CoT and task-information prompting consistently improve performance, indicating genuine reasoning capability.

Highlights & Insights¶

Hierarchical data design philosophy: Inspired by the hierarchical relationship among molecular features (structure → chemistry → biology), the three-type progressive instruction data design is more effective than simply aggregating task-specific data.
Surpassing GPT-4o: In the specialized domain of molecular understanding, carefully designed domain data and modality fusion enable a 7B/8B model to comprehensively outperform GPT-4o.
Practical LLM-as-judge quality control: GPT-4o is used to filter factual errors from its own generated data, ensuring data quality.
Illustrative 2D-3D complementarity cases: Ablations include concrete examples where the 2D encoder misses atoms, the 3D encoder confuses bond types, and simple concatenation misidentifies connectivity.

Limitations & Future Work¶

Instruction data is generated by GPT-4o, potentially introducing its biases and knowledge boundaries.
Evaluation also primarily relies on GPT-4o-as-judge, creating an overlap between the evaluator and the data generator.
Training and evaluation are limited to PubChem molecules, without coverage of macromolecules (proteins, nucleic acids).
No comparison is made with the latest molecular foundation models (e.g., MoLFormer).
3D conformations are generated via RDKit/OpenBabel rather than experimental structures, potentially introducing noise.

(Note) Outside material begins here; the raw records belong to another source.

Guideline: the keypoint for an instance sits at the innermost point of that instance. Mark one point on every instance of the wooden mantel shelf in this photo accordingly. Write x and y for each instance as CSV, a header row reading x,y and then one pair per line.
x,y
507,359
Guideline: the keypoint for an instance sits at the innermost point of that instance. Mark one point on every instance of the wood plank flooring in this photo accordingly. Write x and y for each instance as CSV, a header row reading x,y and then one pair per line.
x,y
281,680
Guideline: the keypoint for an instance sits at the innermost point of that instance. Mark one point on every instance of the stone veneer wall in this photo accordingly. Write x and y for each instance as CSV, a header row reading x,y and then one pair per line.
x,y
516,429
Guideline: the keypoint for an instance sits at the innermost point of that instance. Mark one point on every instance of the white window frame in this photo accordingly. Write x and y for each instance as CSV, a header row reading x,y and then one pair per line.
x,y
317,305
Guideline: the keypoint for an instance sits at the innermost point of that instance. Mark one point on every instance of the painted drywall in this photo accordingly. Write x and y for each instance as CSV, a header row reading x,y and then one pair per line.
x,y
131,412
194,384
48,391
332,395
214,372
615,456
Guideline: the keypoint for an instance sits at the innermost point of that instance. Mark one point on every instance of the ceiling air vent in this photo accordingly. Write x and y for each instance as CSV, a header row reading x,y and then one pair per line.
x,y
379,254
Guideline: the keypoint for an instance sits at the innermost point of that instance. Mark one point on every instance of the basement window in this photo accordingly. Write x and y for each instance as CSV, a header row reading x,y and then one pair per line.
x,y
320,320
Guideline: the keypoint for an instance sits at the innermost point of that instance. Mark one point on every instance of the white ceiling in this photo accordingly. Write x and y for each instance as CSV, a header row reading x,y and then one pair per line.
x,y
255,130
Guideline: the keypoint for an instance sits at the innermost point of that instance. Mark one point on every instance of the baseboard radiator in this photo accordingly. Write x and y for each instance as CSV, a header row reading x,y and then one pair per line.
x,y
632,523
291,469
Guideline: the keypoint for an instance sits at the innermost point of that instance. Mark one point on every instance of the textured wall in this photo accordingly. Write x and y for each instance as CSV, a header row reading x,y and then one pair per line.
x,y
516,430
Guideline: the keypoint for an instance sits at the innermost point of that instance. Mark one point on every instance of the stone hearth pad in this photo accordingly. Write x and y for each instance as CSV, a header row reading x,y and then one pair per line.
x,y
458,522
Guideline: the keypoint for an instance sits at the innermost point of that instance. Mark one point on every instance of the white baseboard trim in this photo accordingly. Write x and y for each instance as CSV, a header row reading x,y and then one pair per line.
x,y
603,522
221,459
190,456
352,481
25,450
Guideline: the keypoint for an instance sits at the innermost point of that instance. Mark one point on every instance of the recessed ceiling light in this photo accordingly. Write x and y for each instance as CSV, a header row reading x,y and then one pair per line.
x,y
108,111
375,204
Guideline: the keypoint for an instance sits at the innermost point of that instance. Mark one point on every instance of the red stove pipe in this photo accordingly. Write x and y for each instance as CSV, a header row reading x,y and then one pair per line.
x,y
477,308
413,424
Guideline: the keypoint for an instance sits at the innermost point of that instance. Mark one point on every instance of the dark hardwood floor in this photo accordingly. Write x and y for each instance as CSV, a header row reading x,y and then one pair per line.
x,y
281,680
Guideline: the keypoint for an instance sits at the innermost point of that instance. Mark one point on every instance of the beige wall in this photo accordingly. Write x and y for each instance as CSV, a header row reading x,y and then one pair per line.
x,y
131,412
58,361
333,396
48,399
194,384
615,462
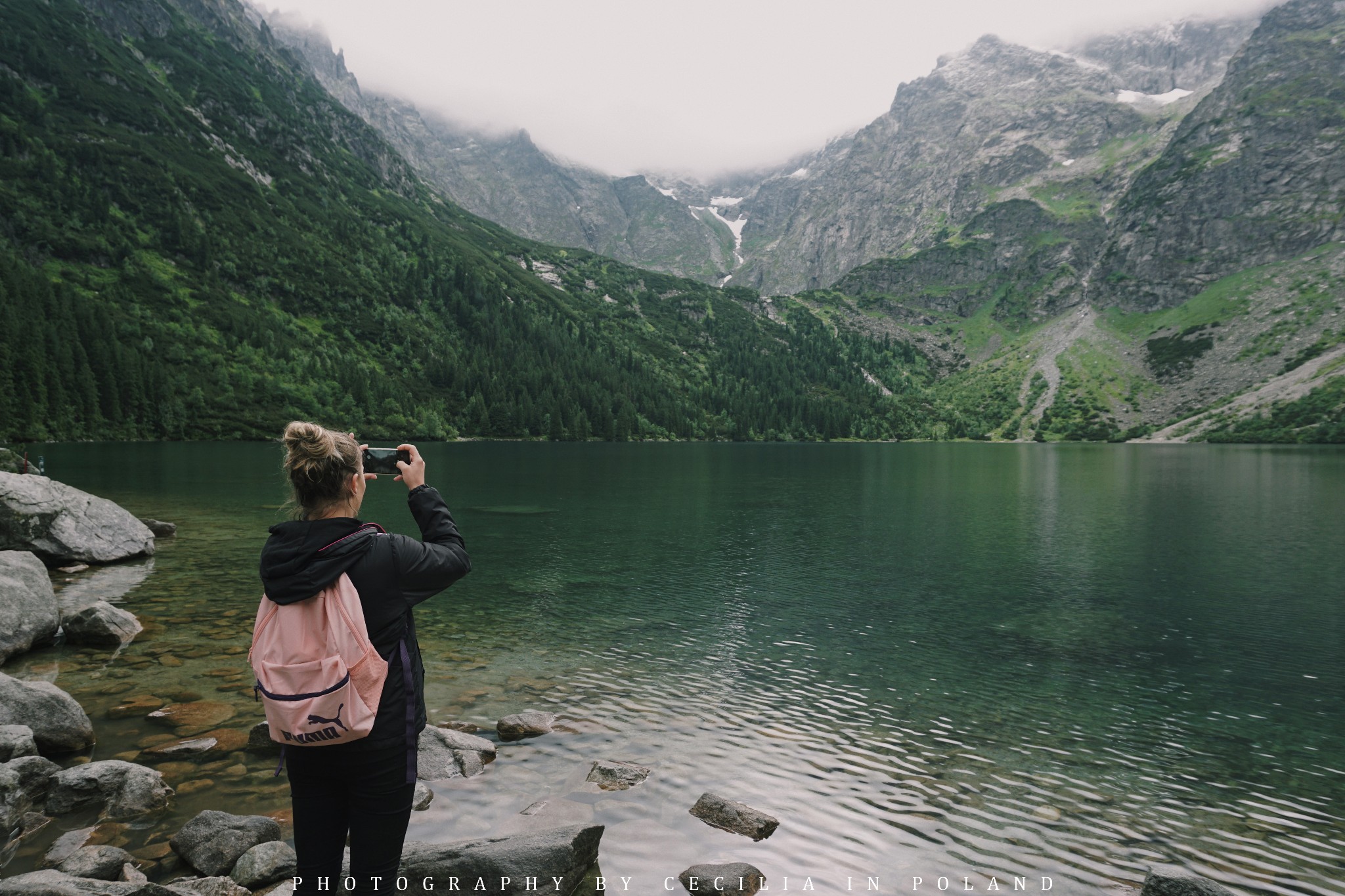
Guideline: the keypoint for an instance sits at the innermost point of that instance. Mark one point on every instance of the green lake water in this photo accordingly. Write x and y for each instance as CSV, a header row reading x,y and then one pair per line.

3D-MoLM: 3D molecular encoder + LLM; the primary comparison baseline in this work.
LLaMo: 2D molecular encoder + LLM; exhibits insufficient structural understanding.
MoleculeSTM / UniMol: Adopted in this work as the 2D and 3D molecular encoders, respectively.
Insight: Careful design of domain-specific data is more impactful than architectural innovation; multi-representation fusion requires explicit cross-attention mechanisms, while simple concatenation can be detrimental.

Rating¶

Novelty: ⭐⭐⭐⭐ The three-type hierarchical instruction data design is novel; the fusion module is simple yet effective.
Experimental Thoroughness: ⭐⭐⭐⭐⭐ Comprehensive qualitative and quantitative analysis with detailed ablations (data types, encoders, conformation robustness).
Writing Quality: ⭐⭐⭐⭐ Compelling case studies and rich tables.
Value: ⭐⭐⭐⭐ A general-purpose assistant for practical molecular analysis; surpassing GPT-4o demonstrates strong application potential.